Comparison of Database libraries
The Purpose of this document is to list our different options for database libraries going forward. This issue is raised because it has become evident that our existing DB abstraction library is no longer satisfactory. We seek to find the best fit given our business and technical needs.
The problem
As you may well know, the database is the backbone of our software. Because of this, interaction with the database comprises a substantial portion of our code. Furthermore, additional code is required to prepare for said database interaction, and yet more code to process the output.
This all works well enough as is, one could say. It certainly has gotten us this far, but I think the time has come to step back a bit and contemplate the way we do a few things. Because of it's repetition throughout the enormous volume of code out there, and the volume of code we have yet to write, It would seem that a small reduction in code volume and complexity would end up having a tremendous effect. Any simplification to the interface of the DB library would be multiplied by hundreds or even thousands of occurrances throughout the code. It would Increase readability, decrease overall complexity as well as bugs, and potentially quicken on-boarding of new employees.

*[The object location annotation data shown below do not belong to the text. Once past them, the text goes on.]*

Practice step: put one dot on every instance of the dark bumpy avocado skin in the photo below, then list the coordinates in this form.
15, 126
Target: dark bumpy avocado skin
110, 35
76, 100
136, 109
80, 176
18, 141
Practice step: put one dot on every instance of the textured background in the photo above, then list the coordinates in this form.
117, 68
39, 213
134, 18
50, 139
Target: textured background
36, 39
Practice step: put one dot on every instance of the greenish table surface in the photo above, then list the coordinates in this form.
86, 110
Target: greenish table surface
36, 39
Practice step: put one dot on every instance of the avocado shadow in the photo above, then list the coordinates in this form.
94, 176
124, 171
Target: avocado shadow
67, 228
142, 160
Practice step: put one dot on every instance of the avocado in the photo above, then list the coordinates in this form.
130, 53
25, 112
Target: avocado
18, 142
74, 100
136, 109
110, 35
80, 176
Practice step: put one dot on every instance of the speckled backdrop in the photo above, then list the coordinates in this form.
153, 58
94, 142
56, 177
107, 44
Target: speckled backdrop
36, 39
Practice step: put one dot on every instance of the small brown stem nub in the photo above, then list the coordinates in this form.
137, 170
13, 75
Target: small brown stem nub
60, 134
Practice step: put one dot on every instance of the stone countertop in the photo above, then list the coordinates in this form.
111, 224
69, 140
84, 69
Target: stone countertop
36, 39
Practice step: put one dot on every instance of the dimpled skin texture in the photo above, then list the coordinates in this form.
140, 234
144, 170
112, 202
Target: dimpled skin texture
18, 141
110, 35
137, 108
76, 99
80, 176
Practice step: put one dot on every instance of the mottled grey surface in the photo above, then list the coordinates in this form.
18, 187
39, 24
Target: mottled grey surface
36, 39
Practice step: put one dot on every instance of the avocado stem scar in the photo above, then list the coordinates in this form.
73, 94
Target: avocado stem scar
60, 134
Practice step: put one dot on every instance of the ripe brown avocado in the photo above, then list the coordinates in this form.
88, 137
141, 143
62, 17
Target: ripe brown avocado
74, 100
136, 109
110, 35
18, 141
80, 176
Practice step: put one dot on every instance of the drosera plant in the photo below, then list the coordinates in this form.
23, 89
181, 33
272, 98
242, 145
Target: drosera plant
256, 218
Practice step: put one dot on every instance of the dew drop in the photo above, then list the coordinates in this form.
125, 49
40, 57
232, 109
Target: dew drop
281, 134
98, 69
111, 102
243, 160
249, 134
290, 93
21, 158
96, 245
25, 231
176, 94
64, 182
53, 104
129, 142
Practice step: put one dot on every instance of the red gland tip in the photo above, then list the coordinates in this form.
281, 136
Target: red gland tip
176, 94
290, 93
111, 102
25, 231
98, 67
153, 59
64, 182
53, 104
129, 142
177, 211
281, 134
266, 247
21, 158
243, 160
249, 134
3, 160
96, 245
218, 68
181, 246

Consider a DB call that currently looks like this:
return $self->_error('_enum failed') unless
my $Estatus = $self->_enum('alloc','status');
my $allocs = $dbh->select(
-table => 'allocation',
-fields => 'alloc_id product_id date status quantity',
-where => {
product_id => ['d in',@{$prodids}],
status => ['d in', $Estatus->_multi('active inactive')],
},
);
foreach my $alloc (@{$allocs}){
if($alloc->{status} == $Estatus->active))
$dbh->update(
-table => 'allocation',
-fields => {
quantity => ['d', $alloc->{quantity} + 1],
},
-where => {
alloc_id => ['d',$alloc->{alloc_id}],
},
);
}
}
Could potentially be made to look like this:
my $allocs = $dbh->allocation->where( product_id => $prodids, status => 'active inactive' );
while (my $alloc = $allocs->next){
if($alloc->status eq 'active'){
$alloc->quantity( $alloc->quantity + 1 );
}
}Obviously it's a whole lot shorter, and why are there no fields specified on the record retrieval? we'll get to that in a bit.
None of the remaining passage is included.